Uit ons onderzoek trokken we een aantal conclusies. Ten eerste werd duidelijk dat de manier waarop video’s door gebruikers worden ‘gearchiveerd’, doorslaggevend is voor de zichtbaarheid van bepaalde versies van het verleden. Wat voor de video van een vlogger of influencer geldt, geldt ook voor in potentie belangrijk historisch materiaal. Daarnaast kan dezelfde getuigenvideo worden hergebruikt voor verschillende politieke doeleinden. Welke compilatie zichtbaar blijft, heeft voor een groot deel te maken met de digitale vaardigheid van een uploader.
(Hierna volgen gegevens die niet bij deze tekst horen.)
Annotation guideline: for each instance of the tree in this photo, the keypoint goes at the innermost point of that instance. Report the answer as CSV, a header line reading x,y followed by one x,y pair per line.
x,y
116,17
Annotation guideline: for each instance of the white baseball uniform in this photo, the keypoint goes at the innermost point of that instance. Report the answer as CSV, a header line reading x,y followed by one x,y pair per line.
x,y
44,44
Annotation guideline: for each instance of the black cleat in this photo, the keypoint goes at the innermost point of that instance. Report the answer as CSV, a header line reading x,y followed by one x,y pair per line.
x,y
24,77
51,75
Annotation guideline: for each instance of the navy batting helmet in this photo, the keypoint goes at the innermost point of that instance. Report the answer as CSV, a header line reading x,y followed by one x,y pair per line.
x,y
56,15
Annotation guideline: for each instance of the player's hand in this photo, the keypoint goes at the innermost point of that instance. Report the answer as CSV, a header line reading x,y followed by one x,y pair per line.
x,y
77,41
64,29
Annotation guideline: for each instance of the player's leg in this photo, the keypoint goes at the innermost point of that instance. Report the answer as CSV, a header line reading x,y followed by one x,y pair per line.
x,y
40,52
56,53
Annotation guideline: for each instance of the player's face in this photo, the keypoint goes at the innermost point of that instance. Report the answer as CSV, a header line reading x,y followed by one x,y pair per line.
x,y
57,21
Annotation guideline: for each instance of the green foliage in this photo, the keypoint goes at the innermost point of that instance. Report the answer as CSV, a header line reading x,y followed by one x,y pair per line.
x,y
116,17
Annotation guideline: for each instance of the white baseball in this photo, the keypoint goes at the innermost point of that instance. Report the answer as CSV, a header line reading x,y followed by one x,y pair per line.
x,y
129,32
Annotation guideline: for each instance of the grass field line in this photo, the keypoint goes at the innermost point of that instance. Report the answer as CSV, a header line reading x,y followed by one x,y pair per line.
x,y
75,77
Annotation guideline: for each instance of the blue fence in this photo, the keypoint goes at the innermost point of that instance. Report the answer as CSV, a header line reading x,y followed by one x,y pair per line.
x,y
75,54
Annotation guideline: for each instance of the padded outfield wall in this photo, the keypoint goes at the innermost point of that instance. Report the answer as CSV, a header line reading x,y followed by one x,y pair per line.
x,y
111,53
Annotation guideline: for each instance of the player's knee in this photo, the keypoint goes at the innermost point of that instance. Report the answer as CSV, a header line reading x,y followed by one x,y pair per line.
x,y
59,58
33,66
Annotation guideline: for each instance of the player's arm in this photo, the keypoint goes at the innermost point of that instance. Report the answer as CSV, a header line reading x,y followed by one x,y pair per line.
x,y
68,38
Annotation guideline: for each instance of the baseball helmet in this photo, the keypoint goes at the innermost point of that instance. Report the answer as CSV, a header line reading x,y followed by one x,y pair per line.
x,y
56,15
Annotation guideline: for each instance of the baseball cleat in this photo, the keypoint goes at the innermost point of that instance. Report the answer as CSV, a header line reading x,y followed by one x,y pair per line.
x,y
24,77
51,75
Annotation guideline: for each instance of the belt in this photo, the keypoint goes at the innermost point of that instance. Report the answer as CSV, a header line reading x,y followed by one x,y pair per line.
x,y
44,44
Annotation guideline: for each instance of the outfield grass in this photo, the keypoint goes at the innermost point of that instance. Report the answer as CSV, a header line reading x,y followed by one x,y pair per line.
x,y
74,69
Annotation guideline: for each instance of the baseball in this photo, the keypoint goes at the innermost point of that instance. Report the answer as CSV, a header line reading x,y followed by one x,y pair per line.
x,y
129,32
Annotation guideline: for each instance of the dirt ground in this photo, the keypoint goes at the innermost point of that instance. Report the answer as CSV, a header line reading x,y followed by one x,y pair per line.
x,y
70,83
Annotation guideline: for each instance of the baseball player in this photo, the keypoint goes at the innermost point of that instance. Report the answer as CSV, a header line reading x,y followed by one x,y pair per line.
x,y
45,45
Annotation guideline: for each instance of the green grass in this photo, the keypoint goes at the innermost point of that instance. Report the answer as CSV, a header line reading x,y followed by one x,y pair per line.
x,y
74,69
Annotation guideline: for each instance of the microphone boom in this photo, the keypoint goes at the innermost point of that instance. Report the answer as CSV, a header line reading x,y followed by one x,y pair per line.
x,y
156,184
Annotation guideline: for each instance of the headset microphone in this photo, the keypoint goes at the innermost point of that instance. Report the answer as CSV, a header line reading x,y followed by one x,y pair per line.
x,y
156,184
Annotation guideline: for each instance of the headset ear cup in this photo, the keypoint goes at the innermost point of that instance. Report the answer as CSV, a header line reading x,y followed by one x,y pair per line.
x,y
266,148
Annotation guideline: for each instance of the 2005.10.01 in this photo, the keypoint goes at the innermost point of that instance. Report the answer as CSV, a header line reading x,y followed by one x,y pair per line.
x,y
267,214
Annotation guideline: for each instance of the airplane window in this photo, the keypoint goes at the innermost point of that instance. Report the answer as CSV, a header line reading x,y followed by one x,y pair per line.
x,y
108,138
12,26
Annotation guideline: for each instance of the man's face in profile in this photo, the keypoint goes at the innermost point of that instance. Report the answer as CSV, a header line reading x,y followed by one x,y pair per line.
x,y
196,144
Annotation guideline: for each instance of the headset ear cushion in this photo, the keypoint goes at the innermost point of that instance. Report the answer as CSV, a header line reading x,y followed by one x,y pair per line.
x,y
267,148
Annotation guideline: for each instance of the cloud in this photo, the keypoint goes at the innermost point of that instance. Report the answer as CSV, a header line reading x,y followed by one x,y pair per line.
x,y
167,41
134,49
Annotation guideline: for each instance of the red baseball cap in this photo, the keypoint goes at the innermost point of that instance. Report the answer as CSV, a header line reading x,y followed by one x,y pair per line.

Bovendien werd duidelijk dat YouTube herinneringswerk niet alleen faciliteert, maar ook stuurt of er deel van uitmaakt. Het automatisch rangschikken van video’s op basis van ‘relevantie’ is een mild voorbeeld, terwijl het automatisch verwijderen van videomateriaal een sterke interventie is in herinneringswerk.
#4mei
Digitaal herinneringswerk manifesteert zich in veel meer vormen dan hierboven beschreven. Denk bijvoorbeeld aan het gezamenlijk reconstrueren van historische gebeurtenissen op Wikipedia, stilstaan bij het oorlogsverleden via #4mei op Twitter of het herbeleven van het verleden middels een digitale game. Wat echter voor bijna al het digitale herinneringswerk geldt, is dat platformen dit steeds meer faciliteren en vormen, en middels hun onderliggende (algoritmische) technologie ook steeds meer zelf aan herinneringswerk doen.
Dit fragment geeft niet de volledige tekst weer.